Great British Life: Julia Bradbury. (c) Natural England/Julia Bradbury.Julia Bradbury. (c) Natural England/Julia Bradbury.

‘Having walked the walk (and talked the talk!), and promoted its virtues on TV and in print, I know exactly why it is one of the great Alfred Wainwright’s most popular routes. Taking in the magical Lake District, to the heights of the Peaks and the rolling landscapes of the Yorkshire Dales and Moors – it is just stunning.’

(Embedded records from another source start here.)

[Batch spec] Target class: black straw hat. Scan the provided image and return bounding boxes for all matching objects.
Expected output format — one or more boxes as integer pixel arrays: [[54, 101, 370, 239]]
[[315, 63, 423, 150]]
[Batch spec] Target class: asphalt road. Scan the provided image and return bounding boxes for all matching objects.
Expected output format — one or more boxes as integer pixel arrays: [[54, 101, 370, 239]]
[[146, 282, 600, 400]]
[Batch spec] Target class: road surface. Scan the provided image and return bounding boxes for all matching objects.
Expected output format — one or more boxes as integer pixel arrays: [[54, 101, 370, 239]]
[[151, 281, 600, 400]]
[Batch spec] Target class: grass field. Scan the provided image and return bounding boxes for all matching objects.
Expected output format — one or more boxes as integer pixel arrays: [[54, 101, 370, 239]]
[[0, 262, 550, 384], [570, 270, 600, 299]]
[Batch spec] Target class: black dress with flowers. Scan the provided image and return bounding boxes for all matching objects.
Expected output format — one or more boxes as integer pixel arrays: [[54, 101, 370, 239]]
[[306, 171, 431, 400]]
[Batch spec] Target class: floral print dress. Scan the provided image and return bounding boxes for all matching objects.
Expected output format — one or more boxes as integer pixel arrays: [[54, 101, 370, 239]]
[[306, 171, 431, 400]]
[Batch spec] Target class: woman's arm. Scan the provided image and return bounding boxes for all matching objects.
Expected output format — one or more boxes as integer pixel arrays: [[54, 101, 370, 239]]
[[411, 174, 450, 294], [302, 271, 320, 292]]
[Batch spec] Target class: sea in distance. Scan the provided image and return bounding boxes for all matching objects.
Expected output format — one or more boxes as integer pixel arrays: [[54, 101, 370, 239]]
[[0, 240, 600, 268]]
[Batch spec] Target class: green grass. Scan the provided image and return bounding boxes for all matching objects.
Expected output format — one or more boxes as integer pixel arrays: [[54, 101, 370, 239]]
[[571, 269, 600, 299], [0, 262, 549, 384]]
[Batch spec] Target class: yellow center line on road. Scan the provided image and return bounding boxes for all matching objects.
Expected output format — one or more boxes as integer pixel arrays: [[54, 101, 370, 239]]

Julia Bradbury, TV presenter

‘When I was 15 years old I persuaded my mum and dad to allow me to cycle the coast to coast with two friends. It was my first adventure, and definitely my first big adventure without parental supervision. Needless to say we got spectacularly lost (I remember crying with exhaustion high on Great Gable and miles off course), ate terrible food, and probably made all sorts of mistakes. But I will never forget the thrill of getting myself from one side of the country to the other under my own power, nor the astonishing beauty of the mountains, or the deep satisfaction of spending time in wild places with good friends.’

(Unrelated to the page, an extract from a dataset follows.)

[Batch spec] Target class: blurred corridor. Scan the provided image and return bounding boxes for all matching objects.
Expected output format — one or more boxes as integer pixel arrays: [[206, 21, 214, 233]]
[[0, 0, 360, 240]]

Alastair Humphries, adventurer and author

‘I remember battling Storm Bella that night, her fierce hand shoving us along. Sometimes my feet simply couldn’t go where I wanted and I’d be blown off on a tangent to then have to fight my way back to the path. Grisedale Tarn was raging with sea horses – I’d never seen it like that. The fields across from Burn Banks were all so waterlogged, it was like wading through soup and the roads to Shap weren’t much better as they were like swimming pools! I also fell into a deep bog just before Keld. Nevertheless, it was an amazing journey and fun adventure which I would recommend to anyone, whether you walk it over two weeks or run the Northern Traverse Ultra in a few days – my only tip would be to choose kinder weather!’